Improved Matrix Body Design: Five Factors to Achieve Exceptional Bit Performance in Hard, Abrasive Rock

Abstract

Young Technology Showcase Matrix body bits are known for longevity and reliability in challenging formations such as granite, chert, and abrasive sandstones and conglomerates. What is often missing from bit performance under these conditions is the ability to maintain a relatively high rate of penetration (ROP) while maximizing footage drilled in one run. The goal remains the same: Drill every interval in one run at the optimal ROP. In other words, the bit should not be the limiter when it comes to drilling performance. Focusing on five key factors that contribute to ROP and longevity, a major bit supplier has designed a matrix body fixed-cutter bit that is setting records in a wide range of fields and formations. The whole is greater than the sum of the parts: The five new technologies comprising the design work to create a significantly higher standard of performance than is typically accepted for hard rock/abrasive rock drilling. The examples following represent distinct formation types such as sand and shale intervals in the Rockies, limestone and sandstone in east Texas, the Granite Wash formation in the Texas Panhandle, and limestone and dolomite in the Permian Basin. All of these examples are laden with transition zones and most include conglomerate or other challenges to impact and abrasion resistance. The bits have been run in conventional and motor applications with equally good outcomes. Five Performance Factors Cutters. A critical improvement to the new bit design is the polycrystalline diamond compact (PDC) cutter technology. The proprietary interface design of the cutters used provides an extremely durable and efficient cutting element, removing significantly more rock with substantially less wear.
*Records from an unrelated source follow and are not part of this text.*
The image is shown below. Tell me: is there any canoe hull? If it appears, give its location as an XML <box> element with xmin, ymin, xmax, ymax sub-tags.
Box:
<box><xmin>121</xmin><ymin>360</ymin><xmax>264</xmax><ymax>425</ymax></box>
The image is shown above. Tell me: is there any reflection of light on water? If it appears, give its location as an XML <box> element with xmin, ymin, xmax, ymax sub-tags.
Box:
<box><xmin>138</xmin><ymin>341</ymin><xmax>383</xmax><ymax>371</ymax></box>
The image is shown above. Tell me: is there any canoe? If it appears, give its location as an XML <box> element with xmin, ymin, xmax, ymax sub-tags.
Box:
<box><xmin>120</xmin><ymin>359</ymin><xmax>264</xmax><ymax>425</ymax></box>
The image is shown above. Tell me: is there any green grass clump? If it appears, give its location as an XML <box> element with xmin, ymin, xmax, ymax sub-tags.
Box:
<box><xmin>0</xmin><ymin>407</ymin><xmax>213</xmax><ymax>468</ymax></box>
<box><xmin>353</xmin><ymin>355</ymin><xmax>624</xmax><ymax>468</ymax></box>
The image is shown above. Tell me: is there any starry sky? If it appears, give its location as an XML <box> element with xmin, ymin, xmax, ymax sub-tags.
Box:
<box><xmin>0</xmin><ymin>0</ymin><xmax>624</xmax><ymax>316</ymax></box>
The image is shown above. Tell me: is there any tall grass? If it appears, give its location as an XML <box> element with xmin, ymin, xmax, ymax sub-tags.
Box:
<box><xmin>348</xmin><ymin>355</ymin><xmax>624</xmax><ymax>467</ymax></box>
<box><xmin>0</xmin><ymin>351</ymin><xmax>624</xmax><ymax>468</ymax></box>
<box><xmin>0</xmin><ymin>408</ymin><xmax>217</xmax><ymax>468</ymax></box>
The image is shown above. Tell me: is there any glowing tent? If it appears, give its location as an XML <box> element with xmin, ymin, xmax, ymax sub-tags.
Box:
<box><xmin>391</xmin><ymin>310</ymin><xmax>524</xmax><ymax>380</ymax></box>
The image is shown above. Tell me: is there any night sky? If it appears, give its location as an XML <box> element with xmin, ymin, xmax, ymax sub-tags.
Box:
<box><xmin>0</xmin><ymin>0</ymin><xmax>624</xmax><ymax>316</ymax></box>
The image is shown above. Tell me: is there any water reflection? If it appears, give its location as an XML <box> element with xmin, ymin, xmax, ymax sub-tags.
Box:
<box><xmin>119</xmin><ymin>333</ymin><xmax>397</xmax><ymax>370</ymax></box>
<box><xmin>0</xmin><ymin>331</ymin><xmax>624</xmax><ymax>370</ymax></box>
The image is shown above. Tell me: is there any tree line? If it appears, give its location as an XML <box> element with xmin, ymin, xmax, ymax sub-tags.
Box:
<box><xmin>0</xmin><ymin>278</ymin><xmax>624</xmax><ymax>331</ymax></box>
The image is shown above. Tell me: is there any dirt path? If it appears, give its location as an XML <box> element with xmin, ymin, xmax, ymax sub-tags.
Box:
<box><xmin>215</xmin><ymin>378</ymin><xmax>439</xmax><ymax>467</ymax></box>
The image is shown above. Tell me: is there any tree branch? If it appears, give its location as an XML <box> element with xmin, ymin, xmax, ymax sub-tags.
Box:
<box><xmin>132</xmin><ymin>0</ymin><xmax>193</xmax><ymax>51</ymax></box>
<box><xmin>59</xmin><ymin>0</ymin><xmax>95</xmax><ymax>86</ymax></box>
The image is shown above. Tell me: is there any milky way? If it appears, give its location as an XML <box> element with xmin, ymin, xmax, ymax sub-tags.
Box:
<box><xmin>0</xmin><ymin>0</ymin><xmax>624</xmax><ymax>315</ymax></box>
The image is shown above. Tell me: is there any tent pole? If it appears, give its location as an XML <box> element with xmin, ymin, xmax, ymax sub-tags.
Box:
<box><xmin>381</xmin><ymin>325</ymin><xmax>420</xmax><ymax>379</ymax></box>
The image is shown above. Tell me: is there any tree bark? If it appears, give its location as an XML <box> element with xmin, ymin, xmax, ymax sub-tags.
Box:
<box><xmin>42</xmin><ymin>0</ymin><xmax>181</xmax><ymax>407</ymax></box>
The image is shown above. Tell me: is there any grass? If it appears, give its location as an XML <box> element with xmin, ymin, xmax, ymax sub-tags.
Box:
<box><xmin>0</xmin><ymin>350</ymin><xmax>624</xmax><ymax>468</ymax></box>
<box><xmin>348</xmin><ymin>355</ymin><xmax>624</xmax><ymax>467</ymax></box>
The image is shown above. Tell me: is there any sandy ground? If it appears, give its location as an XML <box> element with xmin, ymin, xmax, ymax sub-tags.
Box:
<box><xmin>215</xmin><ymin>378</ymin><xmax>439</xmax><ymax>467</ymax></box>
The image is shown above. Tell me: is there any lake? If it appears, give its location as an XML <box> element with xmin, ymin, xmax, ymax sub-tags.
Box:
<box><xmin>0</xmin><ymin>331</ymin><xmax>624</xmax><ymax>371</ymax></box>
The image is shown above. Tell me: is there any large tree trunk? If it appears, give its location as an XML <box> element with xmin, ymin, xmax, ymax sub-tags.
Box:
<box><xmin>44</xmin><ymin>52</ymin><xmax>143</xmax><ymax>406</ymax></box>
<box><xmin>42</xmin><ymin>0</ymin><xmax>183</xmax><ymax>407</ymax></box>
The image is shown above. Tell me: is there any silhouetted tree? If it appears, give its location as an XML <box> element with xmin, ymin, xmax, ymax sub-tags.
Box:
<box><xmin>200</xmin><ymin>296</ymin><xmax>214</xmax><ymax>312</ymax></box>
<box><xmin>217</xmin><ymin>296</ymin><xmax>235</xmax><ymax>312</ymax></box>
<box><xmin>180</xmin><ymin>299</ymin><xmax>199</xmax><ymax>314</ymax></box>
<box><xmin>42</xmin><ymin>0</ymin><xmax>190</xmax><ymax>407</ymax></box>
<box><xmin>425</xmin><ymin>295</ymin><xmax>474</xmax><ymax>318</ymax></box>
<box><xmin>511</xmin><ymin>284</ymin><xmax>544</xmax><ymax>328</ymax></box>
Furthermore, increased abrasion resistance in PDC cutters also increases the ability to withstand intense heat situations, contributing to thermal stability. While both thermally stable bits and abrasion-resistant bits perform similarly at the start of drilling, as cutter wear begins, the thermally stable products wear more slowly. Ongoing research into wear mechanisms has optimized abrasion and impact resistance, and advanced the vital performance criterion of thermal mechanical integrity (TMI), or resistance to heat-generated wear. With greater TMI, the new cutters are highly TMI-qualified, able to withstand the extreme temperature cycling that occurs during drilling to provide greater strength and durability.